Sixty nine percent of chief security officers in the survey reported an increase in targeted hacking attacks, with 3.8% stating they have experiences a "dramatic increase".

But only 4% of respondents said they bothered to report every incident of high-tech crime, a survey which got responses from 54 blue-chip members of the Corporate IT Forum revealed.

Fifty seven percent of those questioned by CIT Forum said they felt high-tech crime in the workplace would not be dealt with properly by the police. A further 30% said there was no single body to report high-tech crimes to.
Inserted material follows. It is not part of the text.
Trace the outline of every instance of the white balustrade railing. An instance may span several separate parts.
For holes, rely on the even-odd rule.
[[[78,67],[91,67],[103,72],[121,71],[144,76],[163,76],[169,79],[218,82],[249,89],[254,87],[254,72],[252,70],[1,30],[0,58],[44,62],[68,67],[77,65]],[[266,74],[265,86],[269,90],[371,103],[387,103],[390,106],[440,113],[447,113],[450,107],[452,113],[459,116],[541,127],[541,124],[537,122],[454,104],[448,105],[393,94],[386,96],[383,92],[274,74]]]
The rest said the reporting process was either too complicated or too lengthy.

The Home Office announced on 1 October it would fund the creation of a Police Central e-crime Unit (PCeU). The role of the PCeU will be to provide specialist officer training and co-ordinate corr-force initiatives to investigate cyber crimes. But CIT Forum expressed concern the organisation's remit is not yet clear and that the proposed £7 million of funding over three years will not be enough.

Security chiefs are defending their businesses on a number of fronts, from website defacements, denial of service (DoS) attacks, the deliberate infection of systems through worms and viruses, and the abuse of wireless networks. CIT Forum, which represents technology managers at the UK's largest firms, found that 25% of respondents had experienced a virus infection and 27% of firms had experienced a DoS attacks or penetration from unauthorised users.


Forty percent said they would support the government bringing back a National High-Tech Crime Unit (NHTCU) like institution. The NHTCU was disbanded in 2006.

Nearly half, 48%, of respondents also said they would give their highest level of support to consistent and appropriate penalties for cyber criminals.

CIT Forum said the survey indicates most security chiefs feel there is a clear role for increased government activity to develop clear legislation around electronic crime. This includes working with international government counterparts in investigating cyber crime.